In terms of appearance, Emmons said the proposed residential building would respect the street wall and that the retail spaces would be geared toward the needs of the jewelry industry. “We will maintain the cornice line along Sansom Street,” he said. “We will have smaller retail spaces,” which, he stated, are more in line with the needs of the retail and wholesale traders that make up Jewelers Row.

He also said that the building’s architecture would fit in with the appearance of the 700 block of Sansom Street: “Our intent is to have a project that, from the perspective of someone who hasn’t seen it before, looks like it was always there.”

Whether something that “looks like it was always there” is as good as what’s there already is an open question, said Paul Steinke, executive director of the Preservation Alliance for Greater Philadelphia, but he added that the door isn’t shut on working with Toll Brothers to come up with a project acceptable to both the builder and the denizens of Jewelers Row.

“We are interested in engaging in a conversation like that,” he said. “We’re not against development; we’re against the destruction of the historic fabric. If we can find a way to square that circle, I’m all for it.”

As for the jewelers, development and management firm PRDC Properties President David Pearlman said that they were doing all right despite hard times and could work with Toll Brothers to make sure its new project contributed to the overall health of the street. PRDC owns and has its offices in the Jewelers’ Trade Building, located at the west end of the side of the 700 block of Sansom on which Toll plans to build.

“Business has been tough,” he said. “I don’t think people are earning the same money they were when everyone was buying expensive jewelry, but they’re making a living.” He noted that his building has had no trouble filling spaces with new tenants when existing ones leave, and that save for his firm, all the tenants remain in the jewelry trade.

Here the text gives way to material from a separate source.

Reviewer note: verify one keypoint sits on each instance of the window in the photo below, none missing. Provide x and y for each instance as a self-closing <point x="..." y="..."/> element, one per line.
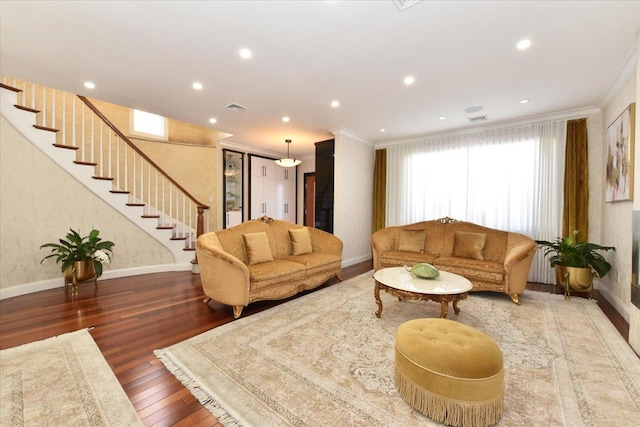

His main concern is preserving the convenience that gives Jewelers Row its competitive advantage. “When people come here to do their business, whether it’s wholesale or retail, it’s one-stop shopping,” he said. “They can get repairs done here, they can buy jewelry and watches here, they can get expensive diamonds here.

“I don’t know whether what goes on above will change things,” Pearlman said. “But as long as the street frontage on Sansom remains jewelry, it can’t hurt. Having more people on the street can’t hurt business there.”

The buildings Toll Brothers has acquired in connection with its planned development are currently occupied. Pearlman said that “we have had and will have the opportunity” to place some of the tenants in whatever takes their place.